In the first and third cases, you have no choice. In the second you have to decide which would be best.

On Unix my preference would be to not include the trailing "/" for aesthetic reasons. The shell's pwd command, the os.getcwd function and the os.path.normpath function all return directories without the trailing slash. Also, while Python may not have this problem (and os.path.join seems to normalize things), some external tools will interpret doubled "/" characters as single characters while others (most notably Emacs), will treat the second slash as "erase the prefix and start from /".
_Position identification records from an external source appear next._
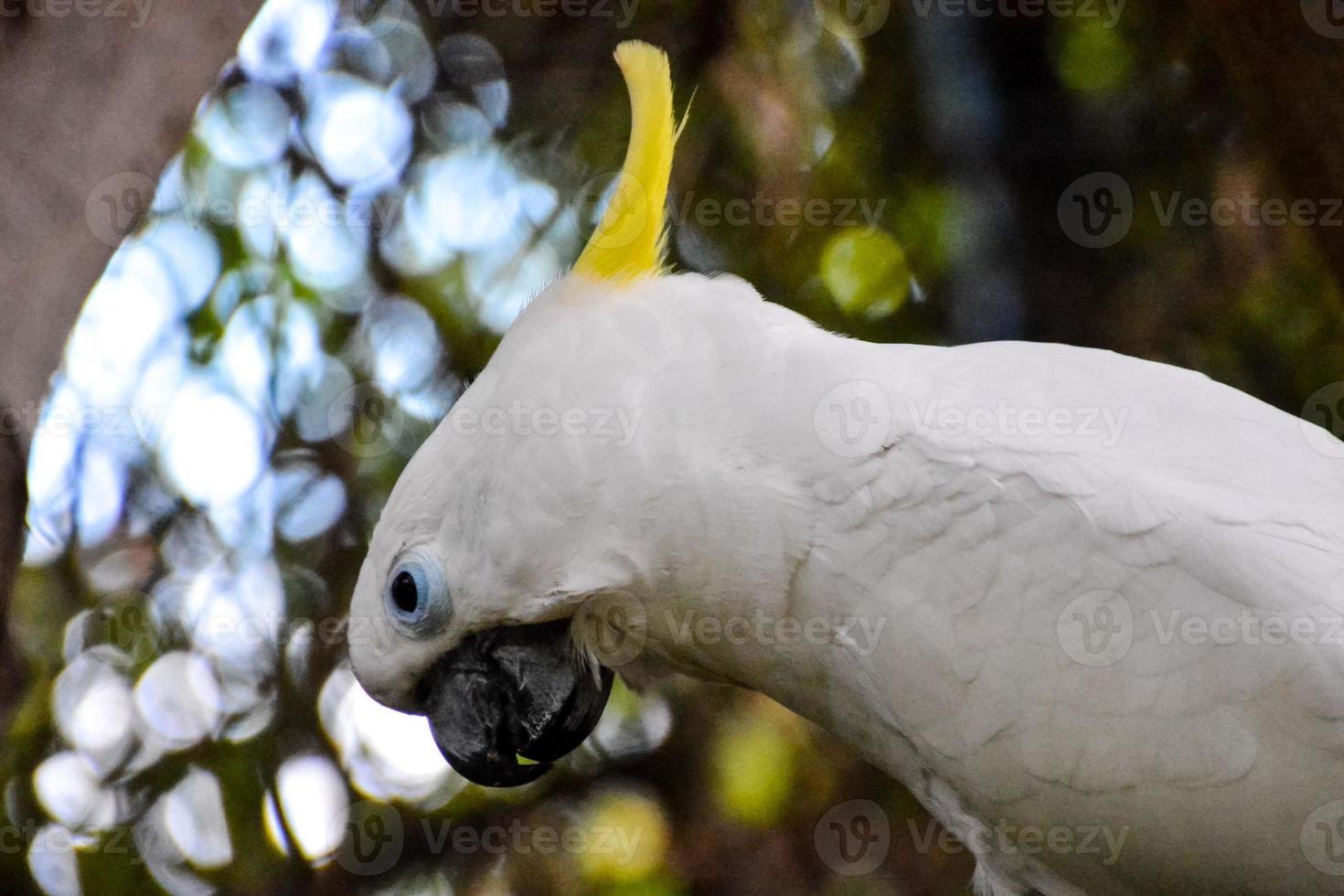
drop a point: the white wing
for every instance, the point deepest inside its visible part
(1132, 623)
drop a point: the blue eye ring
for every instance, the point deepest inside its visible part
(417, 592)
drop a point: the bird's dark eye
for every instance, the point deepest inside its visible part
(417, 592)
(405, 592)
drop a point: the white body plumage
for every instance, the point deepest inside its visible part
(1069, 590)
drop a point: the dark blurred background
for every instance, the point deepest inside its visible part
(365, 203)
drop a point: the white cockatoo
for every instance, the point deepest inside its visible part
(1062, 594)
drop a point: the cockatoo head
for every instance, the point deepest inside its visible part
(500, 526)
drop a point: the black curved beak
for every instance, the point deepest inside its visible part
(509, 692)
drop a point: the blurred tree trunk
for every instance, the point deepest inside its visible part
(1285, 63)
(91, 108)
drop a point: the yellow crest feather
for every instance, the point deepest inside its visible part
(629, 242)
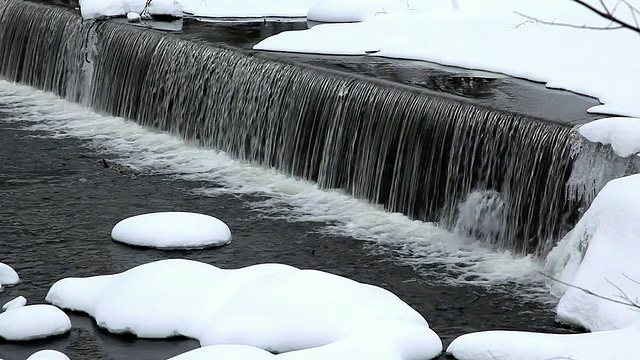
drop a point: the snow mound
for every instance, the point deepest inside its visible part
(172, 230)
(487, 35)
(33, 322)
(518, 345)
(92, 9)
(48, 355)
(225, 352)
(18, 302)
(623, 134)
(247, 8)
(348, 10)
(306, 314)
(601, 255)
(8, 276)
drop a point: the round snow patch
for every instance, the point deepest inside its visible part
(172, 230)
(48, 355)
(20, 301)
(33, 322)
(8, 276)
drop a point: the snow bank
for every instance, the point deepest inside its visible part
(304, 313)
(18, 302)
(623, 134)
(601, 255)
(349, 10)
(48, 355)
(247, 8)
(8, 276)
(172, 230)
(517, 345)
(226, 352)
(485, 35)
(33, 322)
(94, 9)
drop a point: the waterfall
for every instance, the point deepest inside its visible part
(413, 151)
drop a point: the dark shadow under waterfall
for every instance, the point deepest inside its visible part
(497, 176)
In fact, the more I think of it, the more I think that Mark's reliance on the trailing slash is a bug waiting to happen (in fact, it just happened ;-). There's certainly nothing wrong (on Unix anyway) with paths that don't contain a trailing slash, so if you're going to join paths together, you ought to be using os.path.join. To whack off prefixes, perhaps we need something more general than os.path.split, so instead of

prefix = os.path.commonprefix(files)
for file in files:
   tail_portion = file[len(prefix):]

Mark would have used

prefix = os.path.commonprefix(files)
for file in files:
   tail_portion = os.path.splitprefix(prefix, file)[1]

The assumption being that

os.path.splitprefix("/home", "/home/beluga/skip")

would return

["/home", "beluga/skip"]

Alternatively, how about os.path.suffixes? It would work similar to os.path.commonprefix, but instead of returning the prefix of a group of files, return a list of the suffixes resulting in the application of the common prefix:

>>> files = ["/home/swen", "/home/swanson", "/home/jules"]
>>> prefix = os.path.commonprefix(files)
>>> print prefix
"/home"
>>> suffixes = os.path.suffixes(prefix, files)
>>> print suffixes
["swen", "swanson", "jules"]

Skip